On Thursday, I was happy with my lab results but hurting a lot. I figured my body was following the contrarian attitude reflected in my investment strategies.
So yesterday, the nurse/pharmacist at the infusion center gave me a call. She's really nice and has a good grasp of my tenuous nature. I also remember that she was staring at me when her partner in crime was twisting my arm on Wednesday... and while I don't know the exact expression I was wearing, I can imagine. We had discussed the possibility of having to stop the daptomycin should my CK values rise -- I started out high. The possibility was supposedly "remote." It had happened, in her experience, only once out of hundreds of patients getting the antibiotic.
Guess what?
Rhabdomyolysis. (I have spared you the numerous misspellings!) Myopathy. A tiny bit of liver enzyme schtuff -- in addition to a sky high CK .
At least my pain had an explanation -- and that is a relief that I don't think folks who don't experience much pain can understand. Normally, there is nothing I can do, there is nothing to understand, there is certainly no promise of relief. But this should actually ease up as that junky antibiotic gets out of my system -- as it should, because my kidney function is *stellar*. "Normally," I have "renal insufficiency" -- something I don't really understand -- but, at the moment, my kidneys are **stellar**, bay-bee!

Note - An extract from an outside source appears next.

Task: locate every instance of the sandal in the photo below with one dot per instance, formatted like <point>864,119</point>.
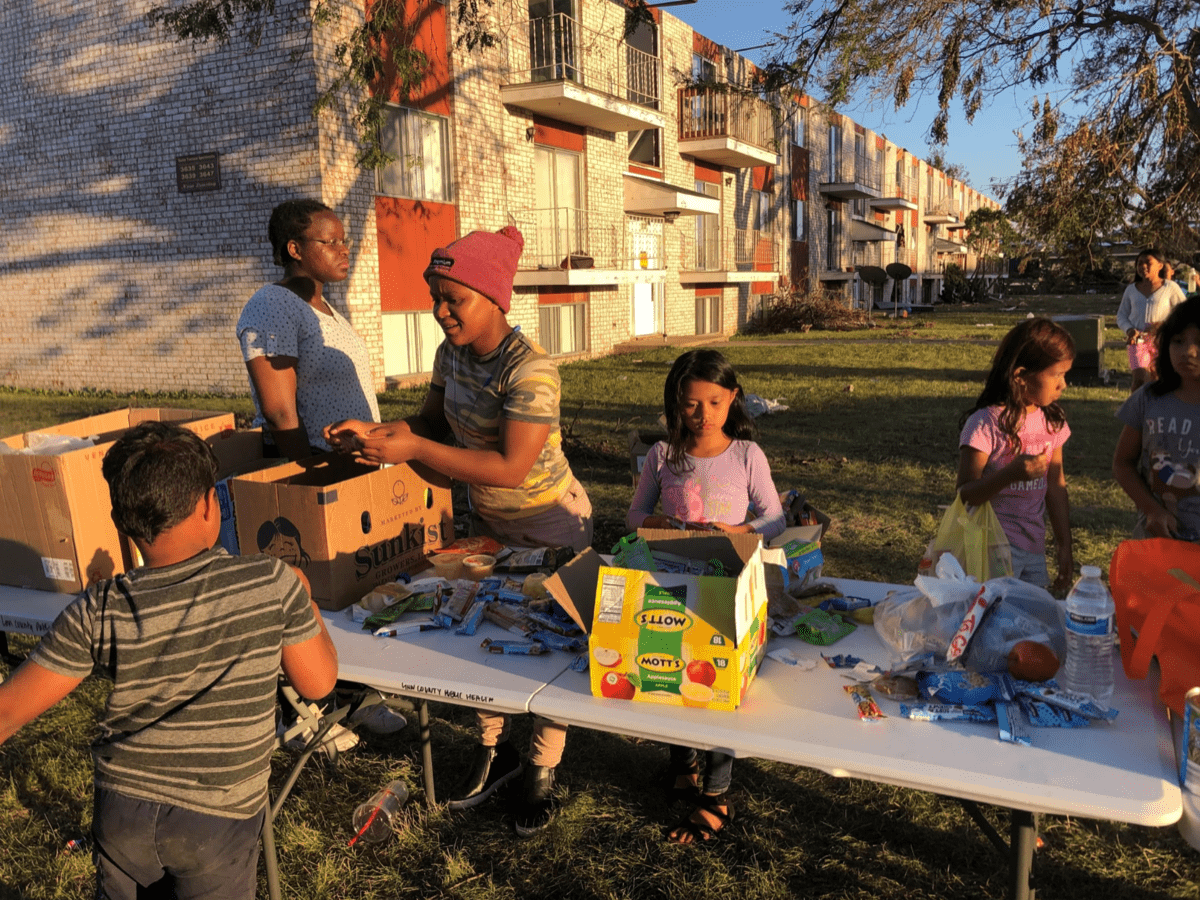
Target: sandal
<point>685,792</point>
<point>690,831</point>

She offered two options regarding therapy. I could just quit and have the PICC pulled, or I could switch to vancomycin for two more weeks of infusion. I conferred with The Fredster and La Bonne et Belle Bianca Castafiore. (I have really missed her. She's been touring, belting out that L'Air des Bijoux of Boudon, but now she's home and constantly reminding us that "ah... je ris de me voir si belle dans ce miroir... ha... ha... ha!"). They put their pointy heads together and came up with a plan pleasing to all -- that is, to me, who just wants to be done with it all, and to the ID Doc, who wants me to have another 2 weeks of i.v. antibiotics.
So this is the plan: They want to see me Monday to retest. So I will make my decision based on the results! If my bloodwork continues to show improvement, in terms of infection markers, then I quit! It it is worse, okay, okay, I'll keep taking the stuff. If it's unclear... well, we didn't discuss that. I figure a coin toss?